I had heard of such mining artifacts but they are rare and like so many tools of trades from past times, moulder away in garages and attics because their present owners do not have a clue what they have.

A scan of the background information on this unusual piece indicated that the table belonged to George and Viola MacMillan and then my interest was really piqued. The MacMillans were a well known husband and wife team who prospected in Canada from a period after World War I until at least the late seventies.

Mining developer Pat McCulloch described the table and its purpose. The table was 24 by 32 inches, with four hinges and a cross brace, I guess something like a card table.

The difference was that that both brace and legs were made of axe handles. Its two owners had seen tough times in the early part of their careers and knew how to use whatever materials were handy and free.

This portable rig came with a strap so that it could be fastened to a pack for easy transport when canoeing or packing through the bush.

George and Viola MacMillan were characters in the history of mining in Canada. Both were prospectors and were among the founders of the Prospectors and Developers Association of Canada, the umbrella organization for the mining industry.

They worked hard and made money in various endeavours. Best luck came in Timmins where Viola made a gold discovery in Hislop Township which produced a working mine and bankrolled much of their further explorations.

The husband and wife prospecting team must have used the claim table on their countless trips. The practical utility of the table was to lay out for a staking crew a sixteen claim block. But it was more than that. The thoughtful MacMillans devised the table so as to make less work than bureaucratic regulations required.

You see the old mining act used to require that each 40 acre claim be cut out sequentially at its four corners with the date and time recorded on each claim post.

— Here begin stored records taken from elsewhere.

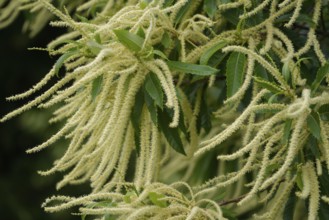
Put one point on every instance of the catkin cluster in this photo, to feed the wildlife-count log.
(139, 83)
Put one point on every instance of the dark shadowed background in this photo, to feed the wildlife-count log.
(22, 189)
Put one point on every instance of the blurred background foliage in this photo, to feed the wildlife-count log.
(22, 189)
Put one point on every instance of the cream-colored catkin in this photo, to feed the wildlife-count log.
(314, 192)
(294, 146)
(306, 182)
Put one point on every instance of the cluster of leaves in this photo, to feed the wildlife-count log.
(224, 95)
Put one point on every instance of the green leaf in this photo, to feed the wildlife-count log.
(94, 47)
(210, 7)
(171, 134)
(154, 89)
(59, 63)
(234, 72)
(313, 125)
(201, 70)
(160, 54)
(144, 3)
(211, 51)
(96, 87)
(271, 86)
(155, 199)
(321, 74)
(129, 40)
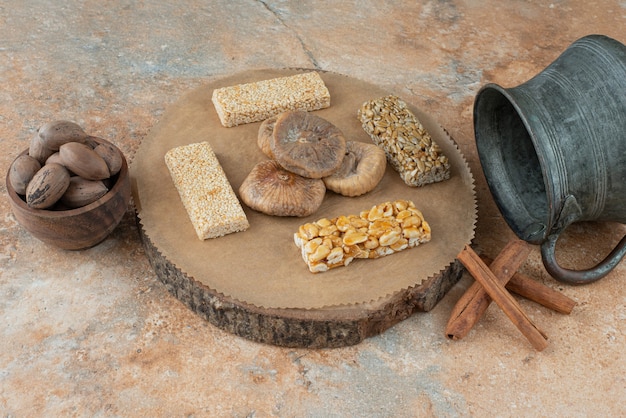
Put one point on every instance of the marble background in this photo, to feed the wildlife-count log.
(94, 333)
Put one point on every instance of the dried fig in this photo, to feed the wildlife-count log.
(22, 171)
(83, 161)
(362, 169)
(272, 190)
(307, 144)
(82, 192)
(47, 186)
(56, 133)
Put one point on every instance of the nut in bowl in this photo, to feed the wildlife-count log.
(75, 228)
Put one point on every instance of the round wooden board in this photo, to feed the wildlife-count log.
(254, 283)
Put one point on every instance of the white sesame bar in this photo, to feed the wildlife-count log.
(206, 193)
(384, 229)
(257, 101)
(409, 147)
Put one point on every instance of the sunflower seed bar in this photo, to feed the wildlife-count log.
(206, 193)
(409, 147)
(384, 229)
(257, 101)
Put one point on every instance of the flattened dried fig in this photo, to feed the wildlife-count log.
(307, 144)
(272, 190)
(362, 169)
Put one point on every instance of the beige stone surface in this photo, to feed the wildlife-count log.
(94, 333)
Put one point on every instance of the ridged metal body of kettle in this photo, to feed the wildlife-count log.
(553, 149)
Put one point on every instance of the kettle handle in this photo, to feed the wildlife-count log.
(579, 276)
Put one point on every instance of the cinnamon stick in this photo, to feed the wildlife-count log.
(479, 270)
(475, 301)
(525, 286)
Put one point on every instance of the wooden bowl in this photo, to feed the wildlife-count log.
(80, 228)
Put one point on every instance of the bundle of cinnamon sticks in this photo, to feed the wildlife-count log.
(494, 280)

Once all four posts had been set in order, then the staker could go on with the second claim.

Trouble was that this could really tire a person out. In effect it meant that the hard working claim staker had to retrace steps many times. Time after all is the essence in the claim business and someone else could be claiming ground while the original staker was following the ponderous regulations.

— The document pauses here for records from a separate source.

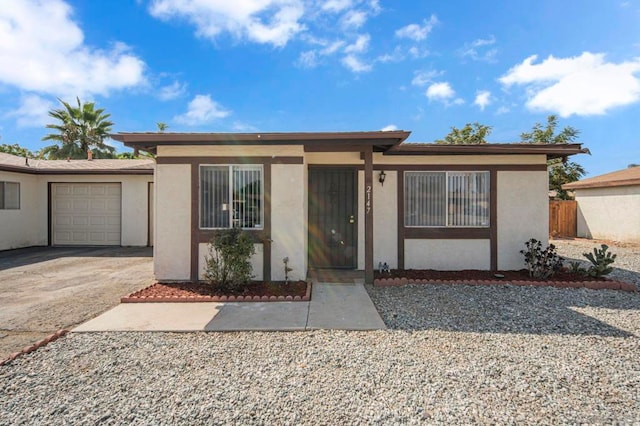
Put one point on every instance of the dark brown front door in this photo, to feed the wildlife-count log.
(333, 230)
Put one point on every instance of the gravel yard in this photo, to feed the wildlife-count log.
(453, 354)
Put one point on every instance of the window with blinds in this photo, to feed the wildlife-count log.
(446, 199)
(231, 196)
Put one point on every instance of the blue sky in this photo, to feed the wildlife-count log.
(332, 65)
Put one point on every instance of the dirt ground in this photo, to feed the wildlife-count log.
(45, 289)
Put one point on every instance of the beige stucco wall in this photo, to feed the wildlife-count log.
(447, 255)
(24, 227)
(230, 151)
(257, 260)
(609, 213)
(288, 220)
(29, 225)
(523, 213)
(172, 250)
(385, 219)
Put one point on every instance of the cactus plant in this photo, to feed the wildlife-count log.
(600, 259)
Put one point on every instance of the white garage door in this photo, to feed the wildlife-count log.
(86, 213)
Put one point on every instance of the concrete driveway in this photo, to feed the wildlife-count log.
(45, 289)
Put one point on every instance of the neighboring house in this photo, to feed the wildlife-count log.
(346, 200)
(609, 205)
(75, 202)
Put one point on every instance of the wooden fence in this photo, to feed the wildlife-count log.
(563, 218)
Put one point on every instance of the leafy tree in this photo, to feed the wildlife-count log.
(470, 134)
(560, 172)
(548, 134)
(16, 149)
(79, 129)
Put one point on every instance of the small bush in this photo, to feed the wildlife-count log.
(541, 264)
(228, 266)
(600, 260)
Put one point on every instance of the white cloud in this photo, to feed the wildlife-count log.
(580, 85)
(272, 22)
(480, 50)
(354, 19)
(33, 111)
(483, 99)
(422, 78)
(336, 5)
(360, 45)
(202, 110)
(42, 50)
(172, 91)
(354, 64)
(416, 32)
(444, 93)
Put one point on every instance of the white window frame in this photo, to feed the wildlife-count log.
(230, 209)
(3, 205)
(446, 195)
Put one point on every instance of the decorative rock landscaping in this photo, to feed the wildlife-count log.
(594, 285)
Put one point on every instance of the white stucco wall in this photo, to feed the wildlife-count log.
(447, 255)
(385, 219)
(24, 227)
(257, 260)
(172, 250)
(609, 213)
(29, 225)
(523, 213)
(288, 220)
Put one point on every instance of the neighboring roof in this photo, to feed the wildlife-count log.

The kind folks who devised the regulations never thought of prospectors slogging through swamp or fly infested bush to do the work. If four claims could be cut, for example with the same corners, the outside area could be taken first and the details completed  later.

So the MacMillans used the table to plot their strategy for each area they claimed. The idea saved a lot of work. Actually the table seems to have been modified later and turned into a game where player ’prospectors’ could vie to see the most efficient ways of staking land.

George died in 1978 and just before she passed away in 1993, Viola was awarded the Order of Canada for her services to Canadian mining.

I bet they never mentioned the claim board at Rideau Hall when she picked up her medal. Let’s hope that whoever picked it up gave it to a museum or some place where the unusual artifact from the prospector’s trade could be seen, enjoyed and understood by future generations.